Referring to the regime’s manipulation of foreign currency exchange rates in 2017 under the pretext of containing the first round of sanctions against the Iranian regime, Saeed Laylaz further said: “We witnessed how the price of the U.S. dollar reached 180,000 to 190,000 rials in the market. The rate of foreign currency shouldn’t have crossed the 80,000 rial threshold, under any condition and measure. This incident created one of the rarest cases of corruption in Iran’s economic history, in terms of quantity.”
“I guess that from early 2018 until early 2019, a total of 7 to 9 quadrillion rials (equal to $58.3 to $75 billion) of corruption, embezzlement and misuse has been inflicted upon the Iranian economy,” he concludes.

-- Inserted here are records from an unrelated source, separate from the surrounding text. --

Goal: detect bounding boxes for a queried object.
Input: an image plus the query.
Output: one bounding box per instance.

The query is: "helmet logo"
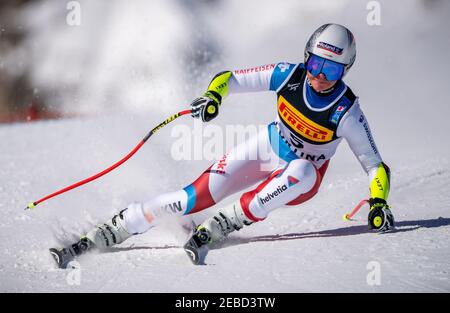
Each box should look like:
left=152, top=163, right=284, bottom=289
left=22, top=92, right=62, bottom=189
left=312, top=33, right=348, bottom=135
left=317, top=41, right=343, bottom=55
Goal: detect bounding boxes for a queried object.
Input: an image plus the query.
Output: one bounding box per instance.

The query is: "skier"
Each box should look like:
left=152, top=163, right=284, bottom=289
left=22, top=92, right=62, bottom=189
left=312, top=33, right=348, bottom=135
left=50, top=23, right=394, bottom=268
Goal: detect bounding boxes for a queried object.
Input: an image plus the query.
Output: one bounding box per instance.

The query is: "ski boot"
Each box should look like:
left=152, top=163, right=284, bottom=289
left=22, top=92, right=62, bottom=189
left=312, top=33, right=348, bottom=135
left=83, top=209, right=132, bottom=250
left=183, top=226, right=211, bottom=265
left=49, top=209, right=132, bottom=269
left=368, top=198, right=395, bottom=233
left=184, top=202, right=253, bottom=265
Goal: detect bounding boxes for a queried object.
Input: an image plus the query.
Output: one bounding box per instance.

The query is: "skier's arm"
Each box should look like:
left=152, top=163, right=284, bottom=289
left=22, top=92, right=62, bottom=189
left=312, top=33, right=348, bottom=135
left=337, top=101, right=393, bottom=231
left=190, top=71, right=232, bottom=122
left=215, top=62, right=297, bottom=96
left=190, top=63, right=297, bottom=121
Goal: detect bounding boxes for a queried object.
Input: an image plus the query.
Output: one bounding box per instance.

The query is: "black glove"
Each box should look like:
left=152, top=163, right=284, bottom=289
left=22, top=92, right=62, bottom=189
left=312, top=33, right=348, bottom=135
left=368, top=198, right=394, bottom=232
left=190, top=90, right=221, bottom=122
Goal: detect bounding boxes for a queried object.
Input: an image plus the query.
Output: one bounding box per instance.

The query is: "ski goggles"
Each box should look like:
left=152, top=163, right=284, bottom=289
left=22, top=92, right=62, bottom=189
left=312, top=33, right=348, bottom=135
left=306, top=54, right=345, bottom=81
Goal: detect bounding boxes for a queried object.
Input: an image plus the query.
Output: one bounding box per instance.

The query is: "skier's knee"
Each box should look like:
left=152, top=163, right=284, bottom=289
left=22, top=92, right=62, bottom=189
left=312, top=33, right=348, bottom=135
left=288, top=159, right=316, bottom=177
left=287, top=159, right=317, bottom=191
left=286, top=161, right=321, bottom=205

Revealing the true source of “maximum pressure” on poor Iranian families, the economic expert continues by saying that this unprecedented corruption “places unprecedented pressure on the impoverished branches of the Iranian society.”
“When in April 2018, the inflation rate reached 52 percent and the inflation rate for food items reached 70 to 80 percent, I guess that the inflation rate for segments of Iran’s poor people, meaning the first and second deciles, was in the three digits. This is a national catastrophe,” Laylaz said.